Cette check-list s’adresse à ceux qui veulent acheter un Ford Transit Custom d’occasion en France (pro ou particulier) en minimisant le risque de mauvaise surprise : kilométrage, documents, contrôle technique, inspection rapide sur place, essai routier.
Quoi de neuf
Le 20 février 2026, RappelConso a publié un rappel européen visant certains Ford Transit Custom « Double Cab », à cause d’un défaut de soudure sur le cadre de siège pouvant réduire l’efficacité de la ceinture en cas d’accident. Ce que ça change pour vous : avant d’acheter, vérifiez systématiquement si l’exemplaire que vous convoitez a des rappels en attente (et s’ils ont été réalisés).[1]
Avant de commencer
Le compromis n°1 (et celui qui fait gagner le plus d’argent) : un faible kilométrage n’a de valeur que s’il est cohérent avec l’usage et l’entretien. Un Transit Custom plus kilométré mais parfaitement tracé peut être un meilleur achat qu’un “petit compteur” sans preuves.
À retenir
- Vérifiez les rappels constructeur via le VIN et demandez des preuves de réalisation, surtout après l’annonce d’un rappel de sécurité (ex. Double Cab du 20/02/2026).[1]

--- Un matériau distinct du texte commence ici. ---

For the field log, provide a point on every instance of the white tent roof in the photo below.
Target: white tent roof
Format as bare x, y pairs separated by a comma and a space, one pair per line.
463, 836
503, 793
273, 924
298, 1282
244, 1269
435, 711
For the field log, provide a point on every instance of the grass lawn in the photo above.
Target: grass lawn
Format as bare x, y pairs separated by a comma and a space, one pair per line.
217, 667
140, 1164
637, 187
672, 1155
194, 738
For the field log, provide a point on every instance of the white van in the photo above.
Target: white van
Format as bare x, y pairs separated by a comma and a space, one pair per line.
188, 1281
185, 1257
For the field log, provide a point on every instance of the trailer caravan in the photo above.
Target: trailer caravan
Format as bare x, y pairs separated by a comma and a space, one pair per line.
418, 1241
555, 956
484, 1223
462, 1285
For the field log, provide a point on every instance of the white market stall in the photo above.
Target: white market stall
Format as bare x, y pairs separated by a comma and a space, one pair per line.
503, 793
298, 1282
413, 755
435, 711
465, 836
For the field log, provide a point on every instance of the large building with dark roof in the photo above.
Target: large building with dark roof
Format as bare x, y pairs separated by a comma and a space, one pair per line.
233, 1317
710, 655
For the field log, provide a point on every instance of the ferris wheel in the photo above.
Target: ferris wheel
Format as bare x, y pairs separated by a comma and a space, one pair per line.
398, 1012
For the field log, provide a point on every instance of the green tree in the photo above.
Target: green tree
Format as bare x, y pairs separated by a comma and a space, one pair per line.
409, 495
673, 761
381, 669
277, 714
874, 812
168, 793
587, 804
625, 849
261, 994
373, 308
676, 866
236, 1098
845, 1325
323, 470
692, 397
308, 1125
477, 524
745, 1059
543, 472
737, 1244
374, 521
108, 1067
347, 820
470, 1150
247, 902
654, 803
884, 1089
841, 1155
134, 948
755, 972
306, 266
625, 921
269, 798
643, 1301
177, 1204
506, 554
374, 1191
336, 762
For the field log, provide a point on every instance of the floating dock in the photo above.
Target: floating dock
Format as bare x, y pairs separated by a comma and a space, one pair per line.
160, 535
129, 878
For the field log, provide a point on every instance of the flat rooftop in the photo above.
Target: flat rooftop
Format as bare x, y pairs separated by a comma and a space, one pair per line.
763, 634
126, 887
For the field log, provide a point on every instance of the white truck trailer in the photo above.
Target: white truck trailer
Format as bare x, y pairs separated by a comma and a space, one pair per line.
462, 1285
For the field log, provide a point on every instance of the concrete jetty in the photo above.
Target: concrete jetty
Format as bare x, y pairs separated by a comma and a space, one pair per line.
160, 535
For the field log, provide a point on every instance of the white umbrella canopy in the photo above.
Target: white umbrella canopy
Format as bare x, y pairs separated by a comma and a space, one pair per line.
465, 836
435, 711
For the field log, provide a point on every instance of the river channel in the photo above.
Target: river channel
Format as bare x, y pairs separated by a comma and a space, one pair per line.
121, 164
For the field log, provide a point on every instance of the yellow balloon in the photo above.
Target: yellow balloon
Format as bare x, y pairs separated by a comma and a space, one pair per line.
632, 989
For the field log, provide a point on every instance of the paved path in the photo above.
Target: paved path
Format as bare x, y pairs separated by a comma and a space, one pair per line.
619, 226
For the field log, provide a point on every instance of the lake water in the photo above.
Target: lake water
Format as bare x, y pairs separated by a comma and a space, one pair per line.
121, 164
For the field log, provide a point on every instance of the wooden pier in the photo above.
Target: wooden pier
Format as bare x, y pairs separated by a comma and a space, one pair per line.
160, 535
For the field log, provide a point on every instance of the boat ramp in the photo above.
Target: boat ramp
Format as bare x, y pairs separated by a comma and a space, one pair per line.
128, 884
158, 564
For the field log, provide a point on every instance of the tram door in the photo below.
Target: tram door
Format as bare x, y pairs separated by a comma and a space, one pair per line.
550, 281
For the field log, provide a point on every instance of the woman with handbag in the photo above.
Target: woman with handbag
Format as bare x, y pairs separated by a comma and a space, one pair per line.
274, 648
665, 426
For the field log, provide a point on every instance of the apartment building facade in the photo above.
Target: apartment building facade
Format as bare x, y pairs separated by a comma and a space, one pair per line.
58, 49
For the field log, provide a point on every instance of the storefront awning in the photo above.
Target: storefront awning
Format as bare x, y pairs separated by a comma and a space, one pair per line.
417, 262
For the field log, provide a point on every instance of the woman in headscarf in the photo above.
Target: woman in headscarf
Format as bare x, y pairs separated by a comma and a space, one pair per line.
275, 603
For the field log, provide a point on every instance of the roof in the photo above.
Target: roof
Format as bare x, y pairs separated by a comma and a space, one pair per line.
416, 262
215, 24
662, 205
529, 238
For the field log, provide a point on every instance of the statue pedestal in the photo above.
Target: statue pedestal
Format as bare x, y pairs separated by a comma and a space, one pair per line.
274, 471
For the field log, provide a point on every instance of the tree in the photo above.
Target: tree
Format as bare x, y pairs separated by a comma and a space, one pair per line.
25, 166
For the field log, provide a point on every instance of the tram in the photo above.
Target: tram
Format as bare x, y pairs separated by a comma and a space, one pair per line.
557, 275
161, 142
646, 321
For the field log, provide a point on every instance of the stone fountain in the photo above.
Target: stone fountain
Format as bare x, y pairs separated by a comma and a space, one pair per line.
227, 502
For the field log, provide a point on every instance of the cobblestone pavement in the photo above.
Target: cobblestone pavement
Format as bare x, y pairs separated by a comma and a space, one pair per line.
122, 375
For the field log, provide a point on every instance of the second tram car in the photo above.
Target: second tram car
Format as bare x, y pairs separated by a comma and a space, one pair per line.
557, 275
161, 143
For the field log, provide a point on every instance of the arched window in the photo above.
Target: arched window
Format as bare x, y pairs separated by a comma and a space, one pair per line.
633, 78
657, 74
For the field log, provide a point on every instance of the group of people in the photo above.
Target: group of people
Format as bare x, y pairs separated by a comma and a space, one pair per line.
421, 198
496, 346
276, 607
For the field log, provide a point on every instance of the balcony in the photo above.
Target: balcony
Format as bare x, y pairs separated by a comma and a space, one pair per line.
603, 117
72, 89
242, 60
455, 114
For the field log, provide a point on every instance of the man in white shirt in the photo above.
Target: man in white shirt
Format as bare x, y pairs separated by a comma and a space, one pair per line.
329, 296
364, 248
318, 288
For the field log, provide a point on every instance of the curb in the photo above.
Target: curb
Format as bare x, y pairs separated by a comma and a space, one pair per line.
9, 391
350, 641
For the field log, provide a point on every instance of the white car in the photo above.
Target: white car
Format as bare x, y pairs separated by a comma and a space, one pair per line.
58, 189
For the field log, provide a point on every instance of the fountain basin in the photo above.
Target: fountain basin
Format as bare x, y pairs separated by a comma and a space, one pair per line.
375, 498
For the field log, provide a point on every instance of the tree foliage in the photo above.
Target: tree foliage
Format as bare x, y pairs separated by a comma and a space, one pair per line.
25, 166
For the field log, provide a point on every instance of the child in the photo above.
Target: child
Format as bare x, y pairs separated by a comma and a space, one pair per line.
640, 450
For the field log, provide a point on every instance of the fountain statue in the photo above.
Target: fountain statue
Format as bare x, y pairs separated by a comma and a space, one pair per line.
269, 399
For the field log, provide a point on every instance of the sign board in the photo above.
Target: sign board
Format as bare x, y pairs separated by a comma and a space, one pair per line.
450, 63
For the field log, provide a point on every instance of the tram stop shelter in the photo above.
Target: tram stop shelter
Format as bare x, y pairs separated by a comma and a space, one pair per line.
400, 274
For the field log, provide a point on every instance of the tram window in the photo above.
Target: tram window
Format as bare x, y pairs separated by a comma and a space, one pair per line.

- Demandez un rapport HistoVec (généré par le propriétaire) pour filtrer les dossiers à problème et recouper le kilométrage.[2]
- Le contrôle technique aide à repérer des défauts, mais ne remplace pas un essai routier complet ni, en cas de doute, un diagnostic mécanique.
- Pour certains utilitaires légers (N1), un contrôle complémentaire antipollution peut être exigé : exigez les PV et vérifiez les dates.[3]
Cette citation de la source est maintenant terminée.